Archaeologists agree that whoever wrote the stories of Joseph and the Exodus knew Egypt well.

That's not surprising. Egypt and the states of Israel and Judah were close neighbors. The territory of Canaan had been ruled by Egypt off and on for centuries prior to the rise of those states. And foe centuries afterward, Egypt continued to intervene militarily in the region. During troubles between the state of Judah and the Babylonian Empire, large numbers of Judeans (including the prophet Jeremiah) fled to Egypt as refugees.



To: Nadine Carroll who wrote (7715)10/27/2001 1:23:46 AM
From: D. Long  Respond to of 23908
 
Brumar's right. There is not so much as a pottery shard of evidence of the trek of 50,000, or even 200, Hebrews in the Sinai (at last glance, could be wrong now). In a place where one can find a campfire of a handful of bedouin who passed through Sinai 1000 years ago, it is inconcievable that 12 tribes of Hebrews wandered in the desert for 50 years, and didn't leave so much as a trash midden.

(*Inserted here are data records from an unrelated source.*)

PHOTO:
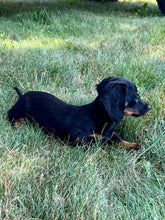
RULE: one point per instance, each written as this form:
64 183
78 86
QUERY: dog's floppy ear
112 98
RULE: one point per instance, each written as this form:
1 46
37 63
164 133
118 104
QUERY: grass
66 48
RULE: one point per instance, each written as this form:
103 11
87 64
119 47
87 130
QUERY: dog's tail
19 92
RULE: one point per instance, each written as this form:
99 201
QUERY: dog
117 97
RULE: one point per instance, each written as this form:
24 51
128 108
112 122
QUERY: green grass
66 48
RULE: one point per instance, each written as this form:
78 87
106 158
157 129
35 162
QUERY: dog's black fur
116 97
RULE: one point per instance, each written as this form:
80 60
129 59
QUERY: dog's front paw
131 146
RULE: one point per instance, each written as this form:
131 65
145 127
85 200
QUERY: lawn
66 48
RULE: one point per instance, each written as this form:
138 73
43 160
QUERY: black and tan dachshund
97 120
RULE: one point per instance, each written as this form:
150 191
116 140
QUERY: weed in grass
66 49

Similiarly there is no evidence of a sudden, alien invasion of Canaa corresponding to the period. There is hardly any evidence for the Hebrews until much later, during the period of the Philistine invasions. The Israelites seem to have been a nomadic pastoralist people dwelling in the hills of Canaa who came into their own against the Philistines. These Hebrews also seemed to have a dualist religion with male and female aspect deities, the male monotheism seems to have developed later.

That's what I recall from memory, at least. Haven't looked at the literature in quite a while. Interesting stuff.